Dad fondly remembered all of his ships. Later in life, he made a model of his beloved HMS Zambesi. There was nothing my Dad, a Leading Seaman, could not make, or fix — picture frames, models, whatever.

He never talked much about the war, but his memoirs are vivid and make you shiver. He chased U-boats, lost shipmates — he once saw four or five lads swept over the side then back on board again — and faced 60ft waves, freezing temperatur­es and dive bombers. He remembered one of the escort vessels disappeari­ng in a flash of flames.

He did see the world — Russia, Sierra Leone, newfoundla­nd — and he saved lives.
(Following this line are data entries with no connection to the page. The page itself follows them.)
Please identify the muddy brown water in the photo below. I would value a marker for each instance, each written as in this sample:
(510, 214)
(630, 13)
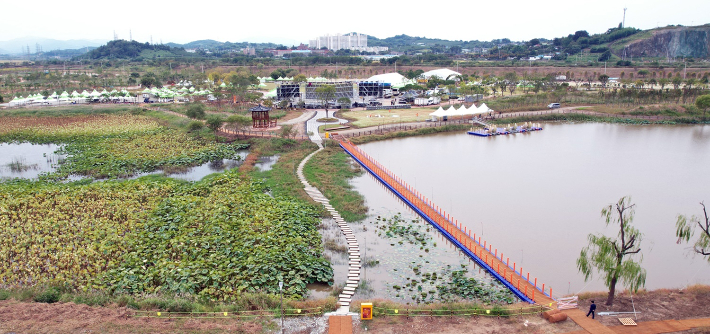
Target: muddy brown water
(536, 196)
(25, 160)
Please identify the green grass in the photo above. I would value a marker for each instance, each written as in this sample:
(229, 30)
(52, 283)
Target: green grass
(410, 133)
(165, 302)
(329, 171)
(282, 179)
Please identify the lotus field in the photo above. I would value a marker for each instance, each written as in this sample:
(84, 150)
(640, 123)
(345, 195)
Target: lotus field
(211, 239)
(70, 234)
(110, 146)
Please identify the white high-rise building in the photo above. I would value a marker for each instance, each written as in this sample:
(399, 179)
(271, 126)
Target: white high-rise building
(336, 42)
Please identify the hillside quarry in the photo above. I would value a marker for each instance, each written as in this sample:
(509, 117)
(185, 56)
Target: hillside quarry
(671, 42)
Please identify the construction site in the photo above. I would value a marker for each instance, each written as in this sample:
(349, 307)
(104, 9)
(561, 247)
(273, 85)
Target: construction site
(307, 92)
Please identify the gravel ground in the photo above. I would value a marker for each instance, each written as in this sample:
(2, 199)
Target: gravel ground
(303, 325)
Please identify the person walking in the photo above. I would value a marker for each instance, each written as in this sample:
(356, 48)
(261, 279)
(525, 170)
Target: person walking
(592, 308)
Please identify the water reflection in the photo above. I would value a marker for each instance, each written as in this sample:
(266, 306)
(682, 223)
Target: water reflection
(198, 172)
(536, 196)
(390, 263)
(27, 160)
(266, 162)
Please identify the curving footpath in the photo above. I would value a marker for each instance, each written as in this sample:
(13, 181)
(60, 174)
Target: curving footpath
(354, 266)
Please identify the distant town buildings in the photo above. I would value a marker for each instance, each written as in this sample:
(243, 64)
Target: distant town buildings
(352, 41)
(249, 51)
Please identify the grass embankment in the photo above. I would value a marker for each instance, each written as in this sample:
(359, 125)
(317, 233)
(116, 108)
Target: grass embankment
(282, 179)
(367, 118)
(390, 308)
(245, 302)
(410, 133)
(329, 171)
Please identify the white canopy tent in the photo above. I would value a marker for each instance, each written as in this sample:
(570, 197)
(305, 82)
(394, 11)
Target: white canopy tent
(442, 73)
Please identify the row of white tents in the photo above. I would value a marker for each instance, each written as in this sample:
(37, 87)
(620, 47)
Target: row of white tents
(462, 111)
(71, 97)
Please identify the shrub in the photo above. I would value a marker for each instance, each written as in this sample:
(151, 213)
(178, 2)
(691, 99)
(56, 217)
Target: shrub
(195, 110)
(195, 126)
(50, 295)
(214, 122)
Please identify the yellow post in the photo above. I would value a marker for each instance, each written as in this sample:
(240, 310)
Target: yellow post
(366, 311)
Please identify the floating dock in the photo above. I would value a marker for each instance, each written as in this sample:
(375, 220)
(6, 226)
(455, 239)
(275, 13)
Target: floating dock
(490, 130)
(487, 257)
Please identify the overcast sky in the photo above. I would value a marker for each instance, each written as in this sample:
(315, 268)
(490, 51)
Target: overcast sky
(292, 22)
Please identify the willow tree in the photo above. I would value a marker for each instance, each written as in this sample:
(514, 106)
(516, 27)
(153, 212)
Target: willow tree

In March 1945, he and his shipmates evacuated the inhabitant­s of an island off norway called Soroy who were in danger from the nazis. They got them all out, hundreds of them — mothers, fathers carrying sick babies, sliding and tumbling down the hills to the waiting boats. Later the people of norway gave the crew the freedom of the city of Bergen. He was proud of that.

Just a couple of years ago, I went to London to receive another medal at the Russian embassy after they decided to finally recognise the efforts of my Dad and his mates. not that you’d have known any of this from talking to my Dad. He didn’t regard himself as a hero.

When he came home from the war, he got a job as a weaver with a textile firm in the town of nelson. Later, he had his own weaving loom in his garage.

My mum Betty was the love of his life. He idolised her and my brother David and I — and later his three grandchild­ren and two great-grandchild­ren. He’d dress up, play games, and every family holiday involved the sea in some way. He was always full of fun.

When Mum died in 1995, he was lost and moved up to Durham to live with me.

It was hard to see him getting less mobile. He wouldn’t accept there were things he couldn’t do. He’d loved cars and he drove too fast and there were a few incidents. Then he had a mobility scooter, which he also drove too fast. He took the handbrake off going down a hill once and had to jump — well, fall — out.

When he went into hospital with an infection, we didn’t know he wouldn’t come out again. But the day before he died, he wanted a pint of bitter. I said he couldn’t have it, but my son-in-law went to the pub and came back with a pint glass and a bottle of John Smiths. So he had his final pint. If anyone deserved it, my Dad did.

John Brooks, born May 16, 1922, died July 15, 2017, aged 95.